While reformers tout moving to all index funds and cite the Nevada system's predominately passive public equity and fixed-income portfolio, the Nevada system still has a 12% target allocation to private markets, made up of equal target weights of 6% to private equity and private real estate.
According to the Nevada system's most recent investment report, the actual allocations to private equity and private real estate were 8.6% and 5.3%, respectively, as of Sept. 30.
NVPERS Investment Officer Stephen Edmundson said they have kept the 12% target to private markets because it has added to returns and reduced total portfolio volatility.
"We think it's a piece of the portfolio that's going to get us to our return objective efficiently," Edmundson said.
Part of the issue for the reform movement is the definition of "fiscal integrity," and how the STRS board in previous years eliminated the COLA in order to preserve that integrity.

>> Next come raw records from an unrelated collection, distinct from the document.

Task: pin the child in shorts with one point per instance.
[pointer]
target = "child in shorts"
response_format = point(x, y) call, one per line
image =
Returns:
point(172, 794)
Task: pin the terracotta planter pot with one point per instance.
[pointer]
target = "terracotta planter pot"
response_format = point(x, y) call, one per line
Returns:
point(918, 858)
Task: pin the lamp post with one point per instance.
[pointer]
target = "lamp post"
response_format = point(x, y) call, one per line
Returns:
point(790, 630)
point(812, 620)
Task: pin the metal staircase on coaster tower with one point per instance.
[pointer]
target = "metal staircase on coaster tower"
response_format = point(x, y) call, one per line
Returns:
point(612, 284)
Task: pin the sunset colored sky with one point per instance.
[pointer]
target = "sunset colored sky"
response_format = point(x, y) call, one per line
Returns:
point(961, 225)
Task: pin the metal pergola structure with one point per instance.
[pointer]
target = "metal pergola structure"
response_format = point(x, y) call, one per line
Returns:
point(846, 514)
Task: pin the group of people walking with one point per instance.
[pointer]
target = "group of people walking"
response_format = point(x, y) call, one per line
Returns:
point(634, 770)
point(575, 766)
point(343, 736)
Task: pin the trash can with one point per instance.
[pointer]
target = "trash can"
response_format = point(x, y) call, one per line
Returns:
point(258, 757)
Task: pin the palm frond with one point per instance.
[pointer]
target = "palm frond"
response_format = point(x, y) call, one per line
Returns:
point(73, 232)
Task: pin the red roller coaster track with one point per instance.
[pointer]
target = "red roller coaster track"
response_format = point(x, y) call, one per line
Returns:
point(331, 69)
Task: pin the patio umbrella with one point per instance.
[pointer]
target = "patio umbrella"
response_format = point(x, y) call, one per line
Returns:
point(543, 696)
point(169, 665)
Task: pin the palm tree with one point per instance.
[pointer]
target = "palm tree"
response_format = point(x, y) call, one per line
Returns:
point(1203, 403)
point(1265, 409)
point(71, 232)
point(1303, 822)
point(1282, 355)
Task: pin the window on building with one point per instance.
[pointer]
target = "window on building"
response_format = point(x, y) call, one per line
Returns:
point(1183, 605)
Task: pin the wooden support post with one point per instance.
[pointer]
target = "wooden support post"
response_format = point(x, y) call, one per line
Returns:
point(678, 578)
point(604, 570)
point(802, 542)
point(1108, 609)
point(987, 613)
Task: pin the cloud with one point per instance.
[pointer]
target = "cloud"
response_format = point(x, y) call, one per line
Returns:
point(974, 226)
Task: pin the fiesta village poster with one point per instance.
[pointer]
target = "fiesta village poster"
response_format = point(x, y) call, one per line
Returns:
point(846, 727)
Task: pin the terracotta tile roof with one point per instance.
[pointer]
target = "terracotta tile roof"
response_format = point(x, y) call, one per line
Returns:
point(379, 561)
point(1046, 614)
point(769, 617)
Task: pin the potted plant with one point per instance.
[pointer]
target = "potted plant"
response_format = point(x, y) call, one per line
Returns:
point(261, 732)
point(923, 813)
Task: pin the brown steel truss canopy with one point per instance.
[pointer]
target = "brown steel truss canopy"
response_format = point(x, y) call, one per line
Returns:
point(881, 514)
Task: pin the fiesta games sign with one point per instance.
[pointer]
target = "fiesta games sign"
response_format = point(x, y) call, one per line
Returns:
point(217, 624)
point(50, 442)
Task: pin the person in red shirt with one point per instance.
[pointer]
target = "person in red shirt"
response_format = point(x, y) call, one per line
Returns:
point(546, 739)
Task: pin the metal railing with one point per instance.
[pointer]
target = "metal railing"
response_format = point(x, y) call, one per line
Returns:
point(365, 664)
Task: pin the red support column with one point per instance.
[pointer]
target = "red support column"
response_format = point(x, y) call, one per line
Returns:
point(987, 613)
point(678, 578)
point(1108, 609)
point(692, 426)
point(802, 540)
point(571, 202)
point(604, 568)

Bob Buerkle and Dean Dennis, both members of the Ohio Retirement for Teachers Association, were the two lead plaintiffs in a 2019 class-action lawsuit against the Ohio State Teachers' Retirement System, alleging the board violated the state contract law in reducing the COLA to zero in 2017.
That suit was dismissed in 2021 and a new lawsuit, which is still ongoing, was shortly refiled. It alleges the board violated the contractual obligation of the COLA, and that the state of the system was not as dire as stated.
The text of the suit states that STRS' funding ratio as of July 1, 2017 — when the zero COLA took effect — was 75.1%, higher than the 72% average among U.S. public pension funds at that time.